Goodwin reached a deal not to prosecute Alpha Natural Resources for any Upper Big Branch criminal liabilities that it inherited when it purchased Massey Energy in June 2011. That deal required the firm to spend $80 million during the next two years on mine safety improvements and create a $48 million mine safety research trust fund. Alpha also agreed to pay $46.5 million in restitution to families of the disaster victims and $35 million to resolve pending Massey safety fines, including $10.8 million levied for violations related to the Upper Big Branch explosion.
Goodwin's deal allowed federal officials to pursue potential criminal cases against any individuals -- including Massey executives -- for violations related to the mine disaster.
So far, one former Upper Big Branch miner, a former mine superintendent and a mine security chief have gone to prison. An official from another Massey mine is awaiting sentencing after pleading guilty in a deal to cooperate with prosecutors.

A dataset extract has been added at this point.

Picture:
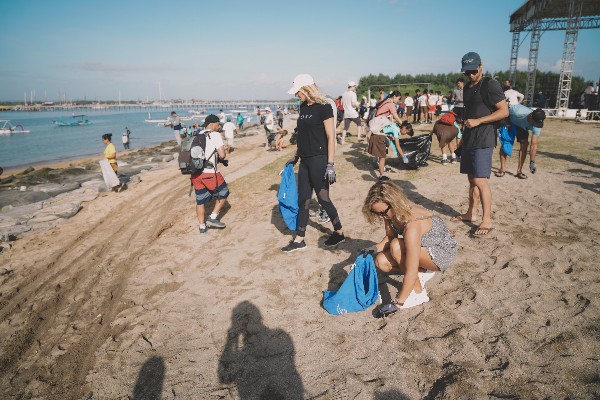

During a plea hearing in February, that other Massey official, David C. Hughart, alleged that Blankenship was part of a decade-long conspiracy to hide safety violations from federal inspectors.
Through his lawyer, Blankenship has said he did nothing wrong.
In January, during a sentencing hearing for former Upper Big Branch superintendent Gary May, Berger held a private bench conference discussion with prosecutors and May's lawyer to hear them explain how May has, as part of a plea agreement, cooperated and will continue to help prosecutors in the investigation.